Approximately 20 to 30 of the wealthiest universities will be subject to a 1.4 percent excise tax on their endowments, according to Neil McCluskey, a director at the pro-liberty Cato Institute who spoke with The Daily Caller News Foundation Thursday.

The 1.4 percent excise tax will be levied on universities with endowments totaling more than $500,000 per student and will include prestigious Ivy League institutions like Harvard University, which has a $35.7 billion endowment, and Yale University, with a $25.4 billion endowment.

“It would be shocking if schools didn’t find a way to move or reclassify [endowments],” McCluskey, director of Cato’s center for educational freedom, told TheDCNF.

“There’s a lot of uncertainty about how this will actually be done and we probably won’t know until the regulations are written,” he said.
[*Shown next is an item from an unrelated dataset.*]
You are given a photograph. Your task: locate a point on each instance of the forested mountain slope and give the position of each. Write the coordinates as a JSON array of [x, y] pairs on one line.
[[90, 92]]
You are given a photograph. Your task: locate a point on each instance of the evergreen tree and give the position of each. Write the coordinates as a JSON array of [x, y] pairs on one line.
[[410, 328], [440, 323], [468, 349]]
The director explained that the bill technically uses the term “net investment income,” which he believes refers to the earnings that schools make on their endowments, as opposed to the total endowment.
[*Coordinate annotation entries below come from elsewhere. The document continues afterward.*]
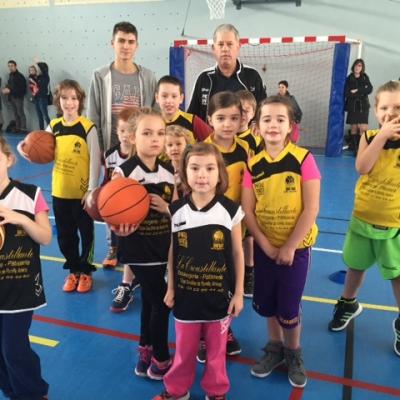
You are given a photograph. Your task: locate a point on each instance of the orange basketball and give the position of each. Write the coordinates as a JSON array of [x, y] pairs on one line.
[[91, 205], [123, 201], [39, 147]]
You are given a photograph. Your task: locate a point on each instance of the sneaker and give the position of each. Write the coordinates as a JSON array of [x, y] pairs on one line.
[[157, 370], [123, 297], [111, 260], [166, 396], [71, 283], [249, 284], [272, 358], [85, 283], [232, 345], [201, 353], [343, 313], [143, 363], [296, 372], [396, 329]]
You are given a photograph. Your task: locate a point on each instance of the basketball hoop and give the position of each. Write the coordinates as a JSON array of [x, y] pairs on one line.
[[217, 8]]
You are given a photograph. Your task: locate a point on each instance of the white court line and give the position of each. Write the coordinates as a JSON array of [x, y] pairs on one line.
[[323, 250]]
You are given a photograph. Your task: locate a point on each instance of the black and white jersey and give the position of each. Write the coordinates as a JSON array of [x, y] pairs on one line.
[[204, 276], [149, 244], [21, 283]]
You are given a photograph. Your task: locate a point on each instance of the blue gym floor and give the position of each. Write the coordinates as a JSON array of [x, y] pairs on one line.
[[89, 353]]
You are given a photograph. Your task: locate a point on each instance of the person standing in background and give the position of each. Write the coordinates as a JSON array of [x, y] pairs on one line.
[[118, 85], [357, 89], [16, 90], [228, 75]]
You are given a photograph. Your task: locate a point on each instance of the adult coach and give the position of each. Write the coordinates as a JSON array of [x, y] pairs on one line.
[[123, 83], [228, 74]]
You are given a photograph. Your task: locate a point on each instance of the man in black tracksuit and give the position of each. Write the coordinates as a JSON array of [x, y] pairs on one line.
[[228, 74], [16, 90]]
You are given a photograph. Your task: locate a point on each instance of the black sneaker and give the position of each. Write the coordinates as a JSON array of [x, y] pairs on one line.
[[296, 372], [396, 330], [248, 284], [232, 345], [201, 353], [343, 313], [123, 297]]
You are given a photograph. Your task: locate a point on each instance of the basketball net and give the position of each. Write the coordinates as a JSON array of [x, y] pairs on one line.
[[217, 8]]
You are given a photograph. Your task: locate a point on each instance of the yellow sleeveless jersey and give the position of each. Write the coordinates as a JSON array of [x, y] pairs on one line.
[[278, 191], [236, 162], [71, 162], [253, 141], [377, 194]]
Previous university endowment proposals stipulated that if a school did not spend a certain amount of the fund each year, it would be taxed.

McCluskey said that universities typically use endowments to build various centers or fund scholarships for certain disciplines. He contrasted the funds with University of Virginia’s $2.3 billion “slush fund,” which he described as an amount not dedicated to any particular initiative. But he still raised questions concerning some endowment uses.

“Should we be encouraging through the tax code someone giving $100 million…to study medieval art?” he asked. “Everyone has all sorts of definitions about what is important.”

The director remarked that although he personally does not approve of the tax, “Republicans, in particular, aren’t big fans of higher education and they sure don’t like the really rich schools.” (RELATED: Majority Of Republicans Think Higher Education Is Bad For America)

While high-income students make up a large proportion of the student populations for many of the effected schools, Berea College, a Christian school in Kentucky, is a bit of an outlier, reported Politico. Berea charges no tuition and explicitly recruits low-income students.

“It seems so unfortunate that the political strife over tax reform in our country will result in greater difficulty for colleges seeking to serve low-income students,” Lyle Roelofs, president of Berea, told Politico.

McCluskey estimated that the federal government would accrue around $20 million from the endowment provision.